PROJECT SUMMARY
College students misuse and divert (i.e., give away, sell, or trade) prescription stimulants more often than any
other class of prescription drugs (e.g., opiates). Half or nearly half of college students with prescriptions divert
their stimulant medication, and a similarly high percentage misuse their medication (e.g., higher doses, via
different routes of administration, etc.) or use someone else’s prescription. Diversion may lead students to go
without needed medication to mitigate their symptoms, increasing their risk for unintentional injuries and
substance use. Further, diversion perpetuates the non-medical use of prescription stimulants (NMUPS), which
has become increasingly common among college students and is associated with other illicit drug use, lower
grade point average, insomnia, irritability, headaches, and cardiovascular complications. Diversion also
perpetuates medical misuse of stimulants among students with prescriptions, which is associated with poorer
ADHD symptom management and may increase the risk for addictive disorders. Despite the fact that nearly
9 out of 10 students obtain prescription stimulants from a friend or acquaintance with a prescription,
there are no evidence-based interventions targeting diversion of stimulants in college students. Being
approached for one’s medication is a key risk factor for diversion, as is medication non-adherence and
believing NMUPS and diversion are more prevalent than they are. Accordingly, in this multi-site study, we will
conduct a randomized, controlled trial of 300 college-attending adults with current stimulant prescriptions to
examine the preliminary efficacy and feasibility of a single-session, computer-based simulation intervention
(with two booster sessions) to prevent prescription stimulant diversion and medication misuse and compare it
to a placebo condition. Our intervention, which is grounded in social learning theory, the theory of planned
behavior, and our preliminary research, uniquely engages students in interactive discussions with virtual
humans to (a) learn about the actual prevalence of NMUPS and diversion and their related risks, (b) practice
using refusal strategies when approached for their medication in high-risk situations, and (c) understand how to
effectively communicate with prescribers and avoid medication misuse. Our primary aims are to determine if
the intervention reduces diversion, intentions to divert, and medication misuse, and to assess user satisfaction
with the intervention.
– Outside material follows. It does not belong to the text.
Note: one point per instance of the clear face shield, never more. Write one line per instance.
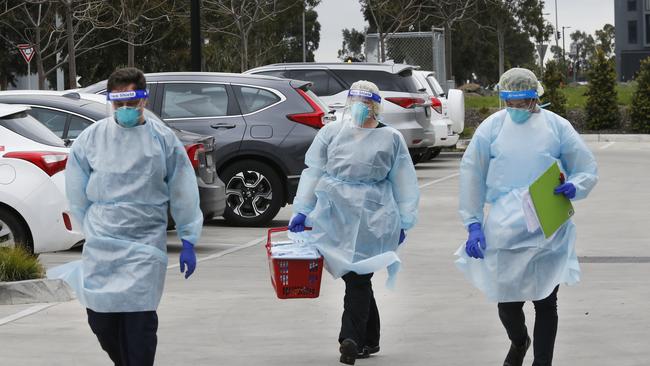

Our secondary aims are to examine change in potential mechanisms of action targeted in
the intervention, such as self-efficacy to resist diversion, knowledge about diversion and NMUPS, use of
behavioral strategies to resist requests for one’s medication, and prescriber communication. Our study
responds to PA-17-775, which calls for pilot testing of innovative technology for disseminating effective
preventive interventions. It also aligns with NIDA’s Strategic Plan, which encourages the development of
preventive interventions that target risk factors for substance use disorders. If effective, the intervention could
be readily and widely disseminated to college counseling centers, psychiatrists/APRNs, and pediatricians.